Purging syndromes (PS), including Purging Disorder (PD) and Bulimia Nervosa (BN), are eating disorders marked by purging and associated with severe health complications, disability, and increased suicide risk/mortality. While data support the concurrent validity of PD and BN as separate syndromes, limited longitudinal data exist describing the outcome of PD to support the predictive validity of this distinction. If outcome and predictors of outcome differ between PD and BN, then PD should be added as a separate diagnosis in future editions of the DSM. If PD and BN do not differ in outcome or predictors of outcome, then BN's definition should be expanded to include PD. Lack of evidence-based treatments for PD and poor treatment outcomes in BN suggest that a better understanding of predictors of outcome is needed to develop more efficacious treatments. Importantly, an improved understanding requires integration of psychological and biological factors in models of eating disorder maintenance. The proposed Ruth L. Kirschstein National Research Service Award (NRSA) is a thirty-month program of training and research focused on translational clinical neuroscience that will prepare the applicant to pursue a research career dedicated to understanding risk and maintenance factors for eating disorders. In addition to completing requirements of the applicant's doctoral program, the proposed training program will inform the proposed longitudinal study through graduate training in neuroscience coursework, a lab rotation, and instruction in hormonal assays, advanced training in statistical methods, ethics, and grant-writing, and statistical mentorship. A community-based sample of 219 women (88 PD; 131 BN) will be recruited from two prior NIMH funded studies. Participants will be invited to complete assessments a mean (SD) of 10.89 (3.21) years after initial assessments.

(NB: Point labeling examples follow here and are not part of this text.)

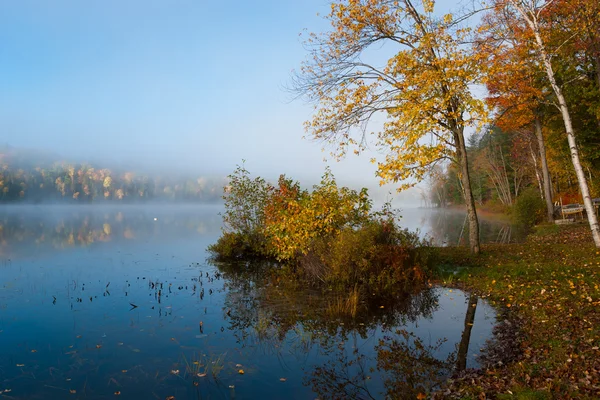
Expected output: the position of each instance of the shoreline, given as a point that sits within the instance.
(547, 295)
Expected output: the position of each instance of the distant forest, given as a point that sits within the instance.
(35, 177)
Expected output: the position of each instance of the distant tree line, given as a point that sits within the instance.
(83, 183)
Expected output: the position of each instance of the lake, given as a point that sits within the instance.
(105, 301)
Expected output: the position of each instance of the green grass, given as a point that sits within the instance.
(552, 282)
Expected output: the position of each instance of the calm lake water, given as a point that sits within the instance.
(98, 302)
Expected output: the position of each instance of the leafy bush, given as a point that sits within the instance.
(327, 235)
(295, 218)
(529, 209)
(377, 255)
(244, 217)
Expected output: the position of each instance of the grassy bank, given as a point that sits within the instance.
(548, 290)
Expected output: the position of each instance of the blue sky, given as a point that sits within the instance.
(188, 85)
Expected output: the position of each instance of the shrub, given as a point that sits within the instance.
(244, 219)
(529, 209)
(377, 256)
(295, 218)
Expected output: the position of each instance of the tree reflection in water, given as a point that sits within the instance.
(369, 356)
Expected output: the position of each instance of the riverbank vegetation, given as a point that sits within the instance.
(536, 126)
(549, 338)
(328, 236)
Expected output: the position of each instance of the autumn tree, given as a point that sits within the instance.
(515, 90)
(417, 102)
(536, 16)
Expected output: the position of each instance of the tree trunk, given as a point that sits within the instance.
(566, 116)
(545, 172)
(463, 347)
(461, 151)
(564, 110)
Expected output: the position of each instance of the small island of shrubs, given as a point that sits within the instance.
(328, 236)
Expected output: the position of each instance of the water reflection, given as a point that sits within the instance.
(384, 342)
(136, 310)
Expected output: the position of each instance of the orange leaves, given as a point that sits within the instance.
(422, 94)
(295, 217)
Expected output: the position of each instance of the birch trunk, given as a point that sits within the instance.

The specific aims are to 1) examine the predictive validity of the distinction between PD and BN, 2) evaluate cognitive, cognitive-affective, behavioral, and physiological predictors of PS outcome in order to inform future treatment development, and 3) evaluate if predictors of outcome (Aim 2) differ between PD and BN in exploratory analyses.
For Aim 1, the applicant hypothesizes that PD will be associated with better outcome compared to BN and diagnostic distinctions between disorders will demonstrate longitudinal stability.
For Aim 2, the applicant predicts that more severe shape concerns (a self-reported cognitive factor), more frequent loss of control eating (a self- reported cognitive-affective factor), greater eating episode size (a behavioral factor), lowe leptin concentrations (a physiological factor), and blunted postprandial cholecystokinin response (a physiological factor) will be associated with worse outcome. This study will inform the conceptualization of PD and BN and may identify multiple points of opportunity for intervention. Completing the proposed training program and research will prepare the applicant to conduct cutting-edge translational research necessary to improve the understanding and treatment of eating disorders.
Eating disorders are associated with significant impairment, increased mortality, and poor treatment outcomes. This training program will provide the applicant with integrated training in basic neuroscience and clinical science through coursework, a neuroscience lab rotation, and instruction in hormonal assays, and by supporting a research project that will identify cognitive, cognitive-affective, behavioral, and physiological predictorsof eating disorder outcome. This project will provide information crucial for improving the understanding and treatment of eating disorders and prepare the applicant for a career dedicated to understanding eating disorder risk and maintenance.